Dendrite morphogenesis from birth to adulthood

Abstract

Dendrites are the conduits for receiving (and in some cases transmitting) neural signals; their ability to do these jobs is a direct result of their morphology. Developmental patterning mechanisms are critical to ensuring concordance between dendritic form and function. This article reviews recent studies in vertebrate retina and brain that elucidate key strategies for dendrite functional maturation. Specific cellular and molecular signals control the initiation and elaboration of dendritic arbors, and facilitate integration of young neurons into particular circuits. In some cells, dendrite growth and remodeling continues into adulthood. Once formed, dendrites subdivide into compartments with distinct physiological properties that enable dendritic computations. Understanding these key stages of dendrite patterning will help reveal how circuit functional properties arise during development.

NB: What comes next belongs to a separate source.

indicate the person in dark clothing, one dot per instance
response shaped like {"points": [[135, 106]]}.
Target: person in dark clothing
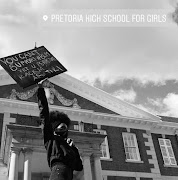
{"points": [[62, 155]]}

Fig. 1:. Organization of cells and synapses in mammalian retina.

Cellular layers (shaded) include outer and inner nuclear layers (ONL, INL); ganglion cell layer (GCL). Outer and inner plexiform layers (OPL, IPL) contain synapses. In outer retina, horizontal cells (purple) receive synapses from cone photoreceptors (red) on their dendrites, and from rods (dark blue) on their axons (a postsynaptic arbor with many dendrite-like properties). Rods and cones also connect to dendrites of specific bipolar cell types; cone bipolar cells (light blue) are illustrated here. In IPL, the direction-selective circuit is illustrated as an example of how inner retinal circuits are organized. Circuit partners converge upon particular IPL sublayers, where direction-selective retinal ganglion cells (RGCs, pink) receive glutamatergic excitation from bipolar cells (light blue) and inhibition from starburst amacrine cells (green). Direction-selective circuit occupies two sublayers (OFF, ON); starburst and bipolar cells project to one or the other, depending on the polarity of their light response. ON-OFF direction-selective RGCs project to both sublayers.

Fig. 2:. Initiation of dendrite formation in migrating amacrine cells.

Two types of amacrine cells, starburst (A) and late-born narrow-field cells (B), highlight distinct dendrite initiation strategies. Each cell type is illustrated at three time points: 1) Early radial migration through the outer neuroblast layer (ONBL); 2) nearing their final position adjacent to the IPL; and 3) initiating dendrite projections into the IPL. Starburst cells use homotypic contacts (A, arrow) to detect that they have arrived in the right place for IPL innervation. Narrow-field cells send out long basal processes (B, arrow) to obtain IPL-derived polarity signals that control timing and location of dendrite initiation. Dendrite initiation is impaired when recognition receptors MEGF10 and Fat3 are eliminated. Megf10^–/– starburst cells (A) do not receive contact-mediated signals initiating IPL innervation, and therefore remain multipolar (A, time 3, right). Fat3^–/– narrow-field cells (B) lose cytoskeletal polarity, which slows migration and permits dendrite initiation on the wrong side of the cell (B, time 3, right). WT, wild-type cells. Arrowheads, mislocalized dendrites in mutant cells. Layer abbreviations as in Fig. 1.

Fig. 3:. Functional compartmentalization of starburst amacrine cell dendrites.

A: Starburst dendrites are radially symmetric. GABAergic presynaptic boutons (magenta) are restricted to the distal third of their dendrites. B: Detail of part of a starburst dendritic arbor. Circles illustrate restricted distribution of inhibitory (orange) and excitatory (blue) synaptic inputs. C: Individual wild-type starburst boutons have preferred directions (PDs, magenta arrows) aligned to the cell’s centrifugal axis (gray arrow). Local dendrite angle determines bouton PD, as shown by Sema6a^–/– dendrites (illustrated at right). Dendrite mispatterning causes uncoupling of bouton PD and centrifugal axis (arrows, right panel).